The source of radiation is a mercury lamp. The emission is computed at right angle to the mercury arc lamp source. Fluorescence radiation is emitted in all direction and the 90 degrees geometry avoids the detector viewing the source. The instrument utilizes 2 grating monochromators which allow the scanning of excitation spectra and emission spectra (emission wavelength scanned at a fixed excitation wavelength). It as well synchronizes the 2 spectra together.

Applications of Fluorescence Methods

Fluorescence methods are used to study chemical equilibrium and kinetics in the similar way as absorption spectrophotometry is utilized. It is frequently possible to learn chemical reactions at lower concentrations due to elevated sensitivity of fluorescence technique. Fluorescent probes or tags can be connected covalently to precise site in molecules these as proteins for easy detection and monitoring. Such tags can as well be utilized to provide information about energy transfer processes.

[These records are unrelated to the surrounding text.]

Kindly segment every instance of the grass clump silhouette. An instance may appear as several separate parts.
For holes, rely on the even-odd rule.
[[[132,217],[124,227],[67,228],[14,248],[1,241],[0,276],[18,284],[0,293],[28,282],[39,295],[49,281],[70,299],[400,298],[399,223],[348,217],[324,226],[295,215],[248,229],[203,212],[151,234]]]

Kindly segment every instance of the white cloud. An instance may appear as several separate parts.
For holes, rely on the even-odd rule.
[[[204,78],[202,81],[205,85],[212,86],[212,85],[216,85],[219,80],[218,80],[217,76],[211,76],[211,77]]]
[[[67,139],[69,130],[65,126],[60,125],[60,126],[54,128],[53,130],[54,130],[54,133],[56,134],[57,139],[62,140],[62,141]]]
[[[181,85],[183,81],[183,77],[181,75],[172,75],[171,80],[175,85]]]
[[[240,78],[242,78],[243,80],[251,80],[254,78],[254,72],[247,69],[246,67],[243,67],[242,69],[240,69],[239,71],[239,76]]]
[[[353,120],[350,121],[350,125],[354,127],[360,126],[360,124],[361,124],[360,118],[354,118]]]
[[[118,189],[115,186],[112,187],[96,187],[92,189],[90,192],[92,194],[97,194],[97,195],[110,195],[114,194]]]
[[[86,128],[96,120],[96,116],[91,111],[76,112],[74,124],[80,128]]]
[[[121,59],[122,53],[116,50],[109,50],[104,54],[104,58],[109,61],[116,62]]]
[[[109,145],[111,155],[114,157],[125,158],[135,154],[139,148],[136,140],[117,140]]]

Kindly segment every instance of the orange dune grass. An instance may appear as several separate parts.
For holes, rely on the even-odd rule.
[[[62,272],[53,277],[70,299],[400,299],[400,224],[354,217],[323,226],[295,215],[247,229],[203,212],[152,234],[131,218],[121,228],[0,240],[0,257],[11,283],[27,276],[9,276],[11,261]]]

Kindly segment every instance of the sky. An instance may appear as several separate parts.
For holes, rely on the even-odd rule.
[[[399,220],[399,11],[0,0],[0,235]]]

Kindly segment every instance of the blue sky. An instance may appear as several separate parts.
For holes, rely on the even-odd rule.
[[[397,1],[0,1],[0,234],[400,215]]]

In addition, quantitative fluorescence techniques have been expanded for the analysis of inorganic, organic and biochemical molecules. The inorganic fluorescence techniques could be completed directly or indirectly. The direct methods are depend on the reaction of the analyte through a complexing agent to form a fluorescent complex, while the indirect process depends on reduce in fluorescence as a consequence of interaction of the analyte through a fluorescent agent. By respect to organic and biochemical applications, fluorescence technique is employed to determine amino acids, proteins, coenzymes, vitamins, nucleic acids, alkaloid, flavonoids, steroids and many other metabolite. As well, fluorescence is extensively utilized as a detection technique for liquid chromatographic process, for fluoro-analysis methods and electrophoresis.